Last night I saw, “MELANIA,” for the second time. The audience loved it, and so do I. Check it out — A MUST SEE! https://t.co/rjwd5Appkv
View original →Norma's Analysis
This tweet appears straightforward—a simple entertainment recommendation—but it reveals several underlying moral assumptions about authority, taste, and public endorsement that merit examination.
The most prominent value at work here is the concept of cultural authority—the idea that certain people's aesthetic judgments carry special weight and should influence others' choices. By stating "A MUST SEE!" Trump positions himself as a cultural tastemaker whose personal enjoyment ("so do I") should translate into a universal recommendation. This reflects what philosophers call paternalistic reasoning—the belief that one person can and should guide others' decisions based on superior judgment or knowledge.

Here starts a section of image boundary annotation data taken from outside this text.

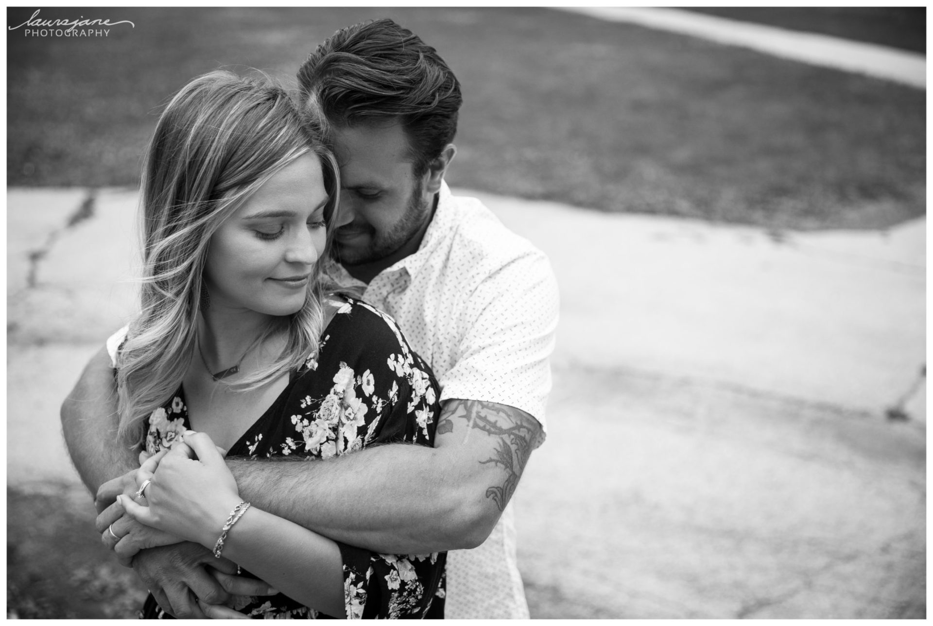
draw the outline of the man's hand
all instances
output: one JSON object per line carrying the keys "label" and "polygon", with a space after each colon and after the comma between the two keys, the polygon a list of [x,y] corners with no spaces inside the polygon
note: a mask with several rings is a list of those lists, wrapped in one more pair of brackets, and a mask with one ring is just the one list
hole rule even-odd
{"label": "man's hand", "polygon": [[189,541],[144,549],[132,567],[159,605],[179,619],[237,617],[223,606],[233,596],[278,593],[262,580],[235,576],[236,563]]}
{"label": "man's hand", "polygon": [[184,541],[181,537],[136,522],[126,515],[117,502],[97,516],[95,526],[101,534],[101,541],[114,551],[117,561],[124,567],[132,567],[132,557],[140,550]]}
{"label": "man's hand", "polygon": [[[128,497],[133,497],[136,495],[136,472],[137,469],[131,469],[122,476],[118,476],[112,480],[107,480],[97,490],[97,494],[94,496],[94,508],[97,509],[97,513],[101,514],[108,508],[117,505],[117,496],[119,494],[126,495]],[[122,510],[122,508],[120,508]],[[115,522],[115,520],[110,520],[107,523]]]}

The tweet also demonstrates testimonial ethics—the moral framework surrounding when we should trust others' recommendations. Trump appeals to both his own repeated viewing ("for the second time") and crowd approval ("The audience loved it") as evidence of quality. This combines democratic validation (if many people like it, it must be good) with personal authority (my endorsement matters). Philosopher John Stuart Mill might critique this approach, arguing in On Liberty that individual judgment should be based on personal experience rather than deference to authority figures.

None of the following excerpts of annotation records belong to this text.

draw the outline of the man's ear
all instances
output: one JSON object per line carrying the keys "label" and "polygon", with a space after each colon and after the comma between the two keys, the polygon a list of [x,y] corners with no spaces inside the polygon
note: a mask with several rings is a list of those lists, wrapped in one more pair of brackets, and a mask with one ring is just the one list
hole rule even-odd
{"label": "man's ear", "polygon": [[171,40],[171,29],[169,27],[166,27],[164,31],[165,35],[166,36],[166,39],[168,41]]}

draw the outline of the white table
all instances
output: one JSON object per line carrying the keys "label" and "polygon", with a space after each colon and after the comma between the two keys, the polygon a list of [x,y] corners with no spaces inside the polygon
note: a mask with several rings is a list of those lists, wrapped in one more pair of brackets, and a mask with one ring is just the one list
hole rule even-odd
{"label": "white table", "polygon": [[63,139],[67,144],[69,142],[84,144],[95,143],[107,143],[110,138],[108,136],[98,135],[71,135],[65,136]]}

Finally, there's an implicit assumption about the moral neutrality of entertainment choices. The casual, enthusiastic tone suggests that cultural recommendations exist outside political or ethical considerations—that aesthetic judgment can be separated from other values. Critics might argue this overlooks how cultural endorsements, especially from political figures, inevitably carry broader symbolic weight and reflect deeper commitments about what kinds of stories and perspectives deserve amplification.